4.1. Fault Development
One aspect identified was the differences in the fault development time, as can be observed in Figure 1. This was analysed using the same method as the labelling procedure, that is, the enveloped frequency spectrum constructed by the Hilbert transform and FFT. In most cases, the development was slow, meaning that no apparent changes in the damage were seen during the last few months before the change of the bearing, such as the fault in bearing 1. Figure 2a shows the data from the first reading of the test dataset, and Figure 2b shows the last reading from the test dataset. As can be seen, there were no apparent differences in the data.
Figure 1.
The fault development time for each bearing in the test dataset.
Figure 2.
(a) Measurements four months prior to bearing change for bearing 1. Symptoms of the inner-ring fault are shown. (b) Last measurements before bearing change. The same symptoms of the inner-ring fault are shown.

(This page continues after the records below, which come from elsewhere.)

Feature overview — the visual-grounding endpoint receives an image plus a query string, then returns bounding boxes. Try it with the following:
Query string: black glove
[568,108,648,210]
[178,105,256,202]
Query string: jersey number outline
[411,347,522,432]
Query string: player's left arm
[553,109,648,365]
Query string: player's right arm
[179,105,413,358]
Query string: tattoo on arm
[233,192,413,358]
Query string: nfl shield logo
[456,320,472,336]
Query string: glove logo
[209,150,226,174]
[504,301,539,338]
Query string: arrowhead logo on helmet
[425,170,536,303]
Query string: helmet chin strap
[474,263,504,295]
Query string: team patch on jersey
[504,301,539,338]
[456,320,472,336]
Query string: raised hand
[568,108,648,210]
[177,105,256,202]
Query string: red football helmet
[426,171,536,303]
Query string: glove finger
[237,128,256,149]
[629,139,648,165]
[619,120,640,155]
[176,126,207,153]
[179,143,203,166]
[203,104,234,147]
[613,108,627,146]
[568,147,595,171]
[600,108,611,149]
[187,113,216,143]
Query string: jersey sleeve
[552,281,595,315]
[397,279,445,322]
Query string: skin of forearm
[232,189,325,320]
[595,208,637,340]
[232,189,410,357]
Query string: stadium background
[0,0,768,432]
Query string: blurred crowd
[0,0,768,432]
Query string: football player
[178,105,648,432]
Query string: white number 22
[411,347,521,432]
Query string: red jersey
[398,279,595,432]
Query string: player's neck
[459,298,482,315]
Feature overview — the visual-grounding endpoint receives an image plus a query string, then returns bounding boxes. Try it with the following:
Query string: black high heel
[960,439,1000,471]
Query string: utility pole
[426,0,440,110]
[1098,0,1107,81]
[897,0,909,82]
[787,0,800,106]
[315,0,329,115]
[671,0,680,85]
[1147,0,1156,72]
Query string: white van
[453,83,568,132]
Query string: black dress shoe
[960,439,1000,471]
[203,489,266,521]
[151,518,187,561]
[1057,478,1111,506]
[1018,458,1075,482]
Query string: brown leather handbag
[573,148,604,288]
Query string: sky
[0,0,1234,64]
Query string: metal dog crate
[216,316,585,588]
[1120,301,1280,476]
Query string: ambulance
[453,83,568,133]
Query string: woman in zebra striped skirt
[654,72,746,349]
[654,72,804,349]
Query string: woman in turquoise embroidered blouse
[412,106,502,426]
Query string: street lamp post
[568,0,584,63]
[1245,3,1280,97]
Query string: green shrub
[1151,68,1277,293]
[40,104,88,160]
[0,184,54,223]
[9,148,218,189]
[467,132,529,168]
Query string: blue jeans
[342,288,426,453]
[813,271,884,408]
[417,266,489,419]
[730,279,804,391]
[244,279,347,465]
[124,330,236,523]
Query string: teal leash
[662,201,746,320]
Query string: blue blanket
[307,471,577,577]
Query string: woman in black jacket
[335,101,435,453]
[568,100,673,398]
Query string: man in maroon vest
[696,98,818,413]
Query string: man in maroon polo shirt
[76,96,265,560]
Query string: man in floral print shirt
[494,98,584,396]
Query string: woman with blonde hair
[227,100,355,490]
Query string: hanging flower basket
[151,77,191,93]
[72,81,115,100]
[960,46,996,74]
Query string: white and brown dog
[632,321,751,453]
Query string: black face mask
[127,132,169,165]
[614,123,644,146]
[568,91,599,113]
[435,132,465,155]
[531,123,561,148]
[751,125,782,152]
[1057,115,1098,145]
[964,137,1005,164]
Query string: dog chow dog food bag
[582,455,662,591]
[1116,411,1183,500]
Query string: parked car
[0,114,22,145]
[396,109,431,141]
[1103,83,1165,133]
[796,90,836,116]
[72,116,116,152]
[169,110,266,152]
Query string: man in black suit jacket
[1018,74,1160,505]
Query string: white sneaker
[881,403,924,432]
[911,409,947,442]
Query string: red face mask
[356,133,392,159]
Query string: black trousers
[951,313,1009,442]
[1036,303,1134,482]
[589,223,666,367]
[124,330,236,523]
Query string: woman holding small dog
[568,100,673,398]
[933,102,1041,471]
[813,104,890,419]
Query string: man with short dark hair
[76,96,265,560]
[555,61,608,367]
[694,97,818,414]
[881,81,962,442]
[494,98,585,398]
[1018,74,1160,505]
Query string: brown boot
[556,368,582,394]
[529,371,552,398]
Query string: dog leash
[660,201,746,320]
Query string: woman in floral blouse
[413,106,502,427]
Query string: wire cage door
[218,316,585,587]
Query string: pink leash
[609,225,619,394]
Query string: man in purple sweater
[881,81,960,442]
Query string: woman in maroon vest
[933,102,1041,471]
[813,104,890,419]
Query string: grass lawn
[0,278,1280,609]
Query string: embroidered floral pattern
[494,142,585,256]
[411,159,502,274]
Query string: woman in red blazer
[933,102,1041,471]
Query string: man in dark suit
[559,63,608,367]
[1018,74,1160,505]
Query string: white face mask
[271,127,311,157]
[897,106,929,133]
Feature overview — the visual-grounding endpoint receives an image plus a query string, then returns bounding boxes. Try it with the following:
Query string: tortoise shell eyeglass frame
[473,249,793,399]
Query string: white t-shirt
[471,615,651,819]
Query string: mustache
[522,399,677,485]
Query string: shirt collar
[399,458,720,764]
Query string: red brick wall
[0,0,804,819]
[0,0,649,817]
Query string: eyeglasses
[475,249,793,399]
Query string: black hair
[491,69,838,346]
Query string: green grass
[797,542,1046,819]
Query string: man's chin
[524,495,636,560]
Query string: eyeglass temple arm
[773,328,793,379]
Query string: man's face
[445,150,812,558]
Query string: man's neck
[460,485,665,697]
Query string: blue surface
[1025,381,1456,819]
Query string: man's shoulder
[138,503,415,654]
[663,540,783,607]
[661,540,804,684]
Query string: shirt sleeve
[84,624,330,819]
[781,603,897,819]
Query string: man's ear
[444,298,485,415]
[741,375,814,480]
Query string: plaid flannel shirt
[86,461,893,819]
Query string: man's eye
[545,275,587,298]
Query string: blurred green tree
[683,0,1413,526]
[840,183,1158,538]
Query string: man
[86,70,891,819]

However, in other cases, such as bearing 8, the fault developed quickly and progressed from no damage to severe damage in a matter of days before it was changed. This can be observed in Figure 3. Figure 3a shows the measurements taken around 7 days before the bearing was changed. As can be seen, no clear fault can be seen in the data. Figure 3b illustrates the measurements taken around 6 days prior to the change, and the initial signs of an outer fault can be observed. Lastly, Figure 3c shows the last measurements taken before the change, and at that time, clear signs of an outer fault are visible. The significant differences in the fault development time among the different cases highlight the challenge of predicting the remaining useful life of bearings in an industrial environment.

Figure 3.
(a) Measurement around 6 days prior to bearing change for bearing 8. No symptoms are shown. (b) The first symptom of outer ring fault around 5 days before bearing change. (c) Last measurement before bearing change. Clear symptoms of an outer ring fault.
4.2. Variations in Operating Conditions
Another aspect identified by inspecting the different cases was the variations in operating conditions. These conditions encompass the differences in the load and rotating speed of the shaft, which have been considered in the currently available datasets [12,14,21], as well as noise. Firstly, the rotation speed ranged from slow rotation to fast rotation, and from fixed speed to varying speed, which can be seen in Figure 4. In terms of analysing the variations in the noise and load, since the actual levels were unknown, we used the root mean square (RMS) value of the normal data for the different cases as an indicator. We used this measurement because it can provide an overview of the amplitude of the vibration signal [23]. As shown in Figure 5, there were variations in the amplitude of the vibration signal among the bearings, which can be attributed in part to the different loads and noise levels.
Figure 4.
The speed of the rotating axle for each bearing in the training data.
Figure 5.
The root mean square (RMS) of the vibration measurements for each bearing in the training data.
4.3. External Events
External events were another parameter of interest identified in the data from the industrial environment. These were events that caused the signal to change from its normal appearance, without any bearing fault being present. This can, for example, be an event related to another type of fault such as a shaft imbalance or vibrations caused by changes made in the production process. An example is bearing 11, which is shown in Figure 6a, where an imbalance caused the signal to significantly shift from its normal behaviour, which is shown in Figure 6b. This is important because it means that methods built for bearing-fault detection need to be able to handle faults that are present in the data but not directly linked to a faulty bearing.
Figure 6.
(a) Example for bearing 11, where the signal significantly shifted from its normal behaviour but is not related to the bearing. The upper figure shows the time signal and the lower figure shows the envelope spectrum. (b) The normal behaviour of bearing 11. The upper figure shows the time signal and the lower figure shows the envelope spectrum.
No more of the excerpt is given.